Internet Backbone Index

Jack Rickard jack.rickard at boardwatch.com
Fri Jun 27 22:06:15 UTC 1997


I don't think I'm missing it.  I think I'm disagreeing with it in as nice
and nonconfrontational a way as I can given the crappy personality I have
to work from.  Splitting hairs from here to infinity on what "network"
means and what the world wide web is departs rather widely from my mission
here, so I'm giving it short shrift.  If you don't know how ping and
traceroute vary from data flows, I can't help much there either.  

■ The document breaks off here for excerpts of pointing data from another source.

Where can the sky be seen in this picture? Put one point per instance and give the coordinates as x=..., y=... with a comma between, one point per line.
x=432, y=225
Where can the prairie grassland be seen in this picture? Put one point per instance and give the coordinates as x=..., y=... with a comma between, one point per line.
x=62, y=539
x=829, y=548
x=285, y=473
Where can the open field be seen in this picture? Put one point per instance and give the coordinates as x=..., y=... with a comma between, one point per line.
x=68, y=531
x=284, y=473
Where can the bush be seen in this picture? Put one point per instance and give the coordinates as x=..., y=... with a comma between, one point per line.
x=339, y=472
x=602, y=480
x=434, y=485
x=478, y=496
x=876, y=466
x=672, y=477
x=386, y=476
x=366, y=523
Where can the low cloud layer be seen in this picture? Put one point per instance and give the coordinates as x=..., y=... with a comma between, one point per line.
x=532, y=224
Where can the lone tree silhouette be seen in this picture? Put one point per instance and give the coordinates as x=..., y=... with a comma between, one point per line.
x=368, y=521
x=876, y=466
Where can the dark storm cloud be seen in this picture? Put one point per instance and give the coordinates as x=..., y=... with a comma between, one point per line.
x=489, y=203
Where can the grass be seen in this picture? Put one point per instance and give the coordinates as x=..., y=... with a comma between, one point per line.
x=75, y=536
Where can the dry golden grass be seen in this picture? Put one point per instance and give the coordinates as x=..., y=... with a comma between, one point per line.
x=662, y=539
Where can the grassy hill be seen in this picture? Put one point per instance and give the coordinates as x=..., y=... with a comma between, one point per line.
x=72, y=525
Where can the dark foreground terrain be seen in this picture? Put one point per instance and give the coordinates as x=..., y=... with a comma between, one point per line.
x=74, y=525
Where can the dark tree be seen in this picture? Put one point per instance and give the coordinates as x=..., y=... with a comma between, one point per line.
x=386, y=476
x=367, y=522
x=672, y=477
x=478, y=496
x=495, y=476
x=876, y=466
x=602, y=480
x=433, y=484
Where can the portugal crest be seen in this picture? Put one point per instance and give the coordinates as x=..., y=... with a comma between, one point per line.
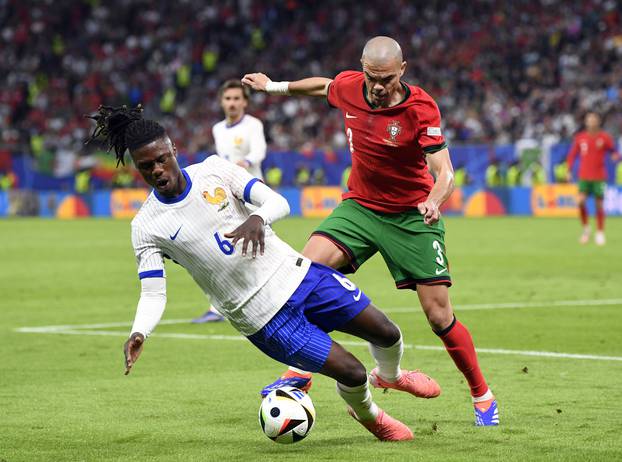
x=393, y=129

If you want to draw a line of demarcation between a network and its
performance, and a web server and its performance, you're free to do so.  I
just probably won't buy into it.

On the actual concept that changing all the web servers will move the
numbers: It might.  It might not.  I would probably bet at this point that
there will be a lot of that going on among the non-moron crowd.  I'm kind
of hoping for it anyway.  And then we'll see if the numbers move.  My sense
is that they will move some, and not as much as most seem to think.  But
it's true it could go the other way and be dramatic.  I'm open to whatever
results derive.  

Jack Rickard

----------
> From: Justin W. Newton <justin at priori.net>
> To: Jack Rickard <jack.rickard at boardwatch.com>; Stan Barber
<sob at academ.com>; vaden at texoma.net; SEAN at SDG.DRA.COM; nanog at merit.edu
> Subject: Re: Internet Backbone Index
> Date: Friday, June 27, 1997 2:50 PM
> 
> 
> Jack,
> 	I believe that you are missing the point that measuring web server
> response time is /not/ the equivalent of measuring backbone performance.
> 
> 
> At 12:45 PM 6/27/97 -0600, Jack Rickard wrote:
> >They could be.  The attempt is to factor that out.  ALL measuring agents
> >applied to ALL the backbones.  And all contributed more or less equally
to
> >the end numbers.  If a particular agent ran on a Commodore 64 with a
kluged
> >copy of KA9Q, and another agent ran on an Sun Solaris, both results
would
> >go into the result pile for all 29 measured networks.   The net effect
> >would be that the flaw would be in our "footprint" from which the
> >measurements were taken.  This footprint can only be a rough
approximation
> >of end user distribution anyway. It would affect absolute values
relative
> >to zero, but the relative indexes between networks should not be
affected. 
> >Since we're looking at the relative relationship primarily, it wouldn't
> >appear important.
> >
> >
> >Jack Rickard
> >----------
> >> From: Stan Barber <sob at academ.com>
> >> To: Justin W. Newton <justin at priori.net>; Larry Vaden
<vaden at texoma.net>;
> >Sean Donelan <SEAN at SDG.DRA.COM>; nanog at merit.edu
> >> Subject: Re: Internet Backbone Index
> >> Date: Friday, June 27, 1997 1:54 PM
> >> 
> >> Justin writes:
> >> > ObAboutTopic:  This is possibly the most flawed study on the planet.
> >> > Remind me to get a fast web server.  (And to think, we were going to
> >put
> >> > our web server in our office, behind a T-1, instead of in real
estate
> >near
> >> > where the real bandwidth is that could be used for customers.).  
> >> 
> >> There are many studies more flawed. Consider some of the studies that
> >> the Tobacco Institute has released over the years about the affects of
> >> smoking.
> >> 
> >> Concerning Internet performance, there have always been a variety of
ways
> >> of measuring it. It all depends on what you are really trying to
measure.
> >> The Keynote study is attempting to measure something to which the
average
> >
> >> Internet user (not engineers) can relate.  However, There are also
> >clearly 
> >> the possibility of artifacts in the data because of the testing
machine's
> >
> >> TCP stack or other issues (Vern Paxson has covered these issues at
NANOG 
> >> and IETF meetings over the last few years). Checking their web site,
> >their 
> >> software appears to run on top of the TCP stacks of many systems, so
the 
> >> known artifacts of some of these platforms could be an issue.
> >> 
> >> -- 
> >> Stan   | Academ Consulting Services        |internet: sob at academ.com
> >> Olan   | For more info on academ, see this |uucp:
> >{mcsun|amdahl}!academ!sob
> >> Barber | URL- http://www.academ.com/academ |Opinions expressed are
only
> >mine.
> >
> >
> 
> *********************************************************
> Justin W. Newton                  voice: +1-415-482-2840 	
> Senior Network Architect            fax: +1-415-482-2844
> PRIORI NETWORKS, INC.              http://www.priori.net
> Director At Large, ISP/C           http://www.ispc.org
> "The People You Know.  The People You Trust."